Dans l'une de vos précédentes études, vous avez déterminé que l'ovulation améliorait la précision avec laquelle les femmes pouvaient faire la distinction entre les hommes homosexuels et les hétérosexuels. Savez-vous si ce même facteur affecte la capacité des femmes à faire la distinction entre homos actifs et homos passifs ?

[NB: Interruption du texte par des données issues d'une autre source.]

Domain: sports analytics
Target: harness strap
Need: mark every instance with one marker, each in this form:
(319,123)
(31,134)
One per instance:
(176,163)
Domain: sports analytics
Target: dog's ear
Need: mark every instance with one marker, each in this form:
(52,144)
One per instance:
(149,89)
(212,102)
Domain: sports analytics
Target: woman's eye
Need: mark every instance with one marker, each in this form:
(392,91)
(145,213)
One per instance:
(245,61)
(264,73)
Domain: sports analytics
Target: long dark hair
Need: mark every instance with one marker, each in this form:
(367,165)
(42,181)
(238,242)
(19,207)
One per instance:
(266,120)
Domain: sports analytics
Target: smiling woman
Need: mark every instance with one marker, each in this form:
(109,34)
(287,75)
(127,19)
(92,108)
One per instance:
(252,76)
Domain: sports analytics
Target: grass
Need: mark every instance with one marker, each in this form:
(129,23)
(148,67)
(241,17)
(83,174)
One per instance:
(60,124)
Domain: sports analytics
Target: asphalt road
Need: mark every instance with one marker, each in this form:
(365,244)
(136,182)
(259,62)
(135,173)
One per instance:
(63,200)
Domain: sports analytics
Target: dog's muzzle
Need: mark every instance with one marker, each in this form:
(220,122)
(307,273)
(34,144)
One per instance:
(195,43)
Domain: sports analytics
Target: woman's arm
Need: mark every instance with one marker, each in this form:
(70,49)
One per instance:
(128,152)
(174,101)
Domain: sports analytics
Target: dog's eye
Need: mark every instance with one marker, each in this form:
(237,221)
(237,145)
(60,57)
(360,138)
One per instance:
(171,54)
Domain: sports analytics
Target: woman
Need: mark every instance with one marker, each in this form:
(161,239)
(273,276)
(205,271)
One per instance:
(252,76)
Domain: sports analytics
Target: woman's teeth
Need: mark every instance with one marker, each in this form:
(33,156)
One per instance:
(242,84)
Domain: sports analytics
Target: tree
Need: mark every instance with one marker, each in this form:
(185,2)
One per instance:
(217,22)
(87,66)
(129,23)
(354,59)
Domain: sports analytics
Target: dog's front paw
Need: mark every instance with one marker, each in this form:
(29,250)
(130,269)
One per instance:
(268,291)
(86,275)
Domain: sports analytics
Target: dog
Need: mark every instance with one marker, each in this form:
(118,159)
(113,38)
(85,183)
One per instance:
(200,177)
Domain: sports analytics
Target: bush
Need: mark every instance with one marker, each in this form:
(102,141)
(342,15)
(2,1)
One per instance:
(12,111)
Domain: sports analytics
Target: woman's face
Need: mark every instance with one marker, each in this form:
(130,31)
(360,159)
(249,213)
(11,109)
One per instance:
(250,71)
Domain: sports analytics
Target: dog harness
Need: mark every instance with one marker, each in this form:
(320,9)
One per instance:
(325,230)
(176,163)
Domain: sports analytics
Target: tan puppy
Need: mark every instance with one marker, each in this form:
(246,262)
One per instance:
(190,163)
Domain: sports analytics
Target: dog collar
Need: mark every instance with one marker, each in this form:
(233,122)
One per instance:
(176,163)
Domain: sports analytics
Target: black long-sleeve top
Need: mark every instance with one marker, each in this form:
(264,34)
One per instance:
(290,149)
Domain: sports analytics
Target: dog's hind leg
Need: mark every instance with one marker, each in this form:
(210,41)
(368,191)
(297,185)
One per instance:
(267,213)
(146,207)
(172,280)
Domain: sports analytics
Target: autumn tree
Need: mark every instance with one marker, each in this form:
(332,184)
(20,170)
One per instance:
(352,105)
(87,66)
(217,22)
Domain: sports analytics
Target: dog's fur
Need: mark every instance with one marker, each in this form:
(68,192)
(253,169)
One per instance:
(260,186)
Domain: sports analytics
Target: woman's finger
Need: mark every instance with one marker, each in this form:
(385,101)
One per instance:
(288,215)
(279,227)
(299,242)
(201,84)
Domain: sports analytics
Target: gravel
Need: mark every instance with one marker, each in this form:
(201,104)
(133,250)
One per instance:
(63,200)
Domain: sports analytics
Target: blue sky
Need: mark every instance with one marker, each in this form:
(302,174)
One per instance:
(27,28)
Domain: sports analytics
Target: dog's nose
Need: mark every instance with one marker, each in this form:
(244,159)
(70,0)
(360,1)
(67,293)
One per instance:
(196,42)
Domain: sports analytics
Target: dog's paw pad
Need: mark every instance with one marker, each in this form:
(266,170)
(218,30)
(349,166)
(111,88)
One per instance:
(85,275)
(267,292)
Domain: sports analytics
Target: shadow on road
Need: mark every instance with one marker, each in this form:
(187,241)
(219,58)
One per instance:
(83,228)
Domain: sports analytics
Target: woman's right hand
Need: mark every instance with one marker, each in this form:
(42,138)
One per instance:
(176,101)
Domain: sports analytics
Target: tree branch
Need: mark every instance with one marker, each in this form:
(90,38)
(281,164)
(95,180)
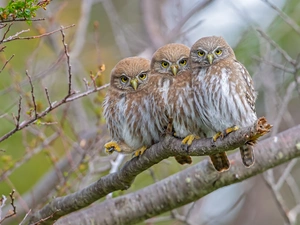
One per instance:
(188,185)
(122,179)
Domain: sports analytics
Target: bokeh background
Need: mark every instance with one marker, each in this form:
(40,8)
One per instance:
(64,152)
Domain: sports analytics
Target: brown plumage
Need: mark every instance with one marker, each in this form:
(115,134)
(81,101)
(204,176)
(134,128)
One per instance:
(224,94)
(128,108)
(173,92)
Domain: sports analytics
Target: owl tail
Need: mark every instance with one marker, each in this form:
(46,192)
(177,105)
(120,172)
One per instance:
(247,155)
(220,161)
(183,159)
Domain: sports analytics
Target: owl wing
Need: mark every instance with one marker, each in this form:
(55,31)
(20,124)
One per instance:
(114,113)
(250,93)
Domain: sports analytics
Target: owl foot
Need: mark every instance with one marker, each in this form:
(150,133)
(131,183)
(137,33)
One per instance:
(220,161)
(231,129)
(262,128)
(183,159)
(218,135)
(112,146)
(140,151)
(247,155)
(188,140)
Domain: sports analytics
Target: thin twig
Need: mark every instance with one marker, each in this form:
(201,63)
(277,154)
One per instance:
(55,105)
(19,20)
(25,217)
(4,35)
(278,199)
(36,36)
(14,211)
(7,61)
(32,95)
(19,113)
(68,62)
(48,98)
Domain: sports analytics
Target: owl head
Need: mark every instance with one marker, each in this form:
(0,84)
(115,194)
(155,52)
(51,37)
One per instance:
(171,59)
(210,50)
(130,74)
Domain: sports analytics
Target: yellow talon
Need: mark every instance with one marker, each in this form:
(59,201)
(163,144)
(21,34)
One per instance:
(112,146)
(188,140)
(231,129)
(140,151)
(217,135)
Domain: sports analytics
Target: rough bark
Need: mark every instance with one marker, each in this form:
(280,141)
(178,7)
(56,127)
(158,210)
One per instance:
(122,179)
(188,185)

Nous n'avons pas pris ce facteur en compte dans notre recherche. Néanmoins, suite à mes précédents travaux, on peut certainement émettre une hypothèse sur le fait que la perception des femmes sur qui est actif ou actif diffère selon la phase du cycle. Par exemple, des travaux - dont je ne fais que citer les résultats ici - précédemment réalisés par des chercheurs comme Neil Macrae, Lucy Johnston, Ian Penton-Voak et d'autres ont permis de déterminer que les femmes préféraient les visages d'hommes virils quand elles étaient en période d'ovulation et les visages d'hommes plus efféminés à d'autres périodes. Cela nous amène donc à penser que les femmes pourraient être plus aptes à faire la différence entre homos actifs et homos passifs en période d'ovulation, en raison des corrélations existant entre l'homo actif et la masculinité que l'on peut percevoir chez lui.

Dans une étude comme celle-ci, comment séparez-vous les signes culturels, les stéréotypes de la masculinité et les marqueurs biologiques du masculin ?
Dans cette étude, nous ne les avons pas séparés. Il existe des marqueurs biologiques ostensibles, comme un niveau de testostérone plus élevé, par exemple, qui président au développement de certains traits physiques et prédisposent à un comportement particulier.

Si ces deux catégories ne se correspondant pas parfaitement, elles peuvent en revanche donner des indications l'une sur l'autre. En d'autres mots, il est possible de lier ce que l'on perçoit du comportement d'un homme à ce qu'on appellerait sa masculinité biologique, qu'il est possible de quantifier partiellement.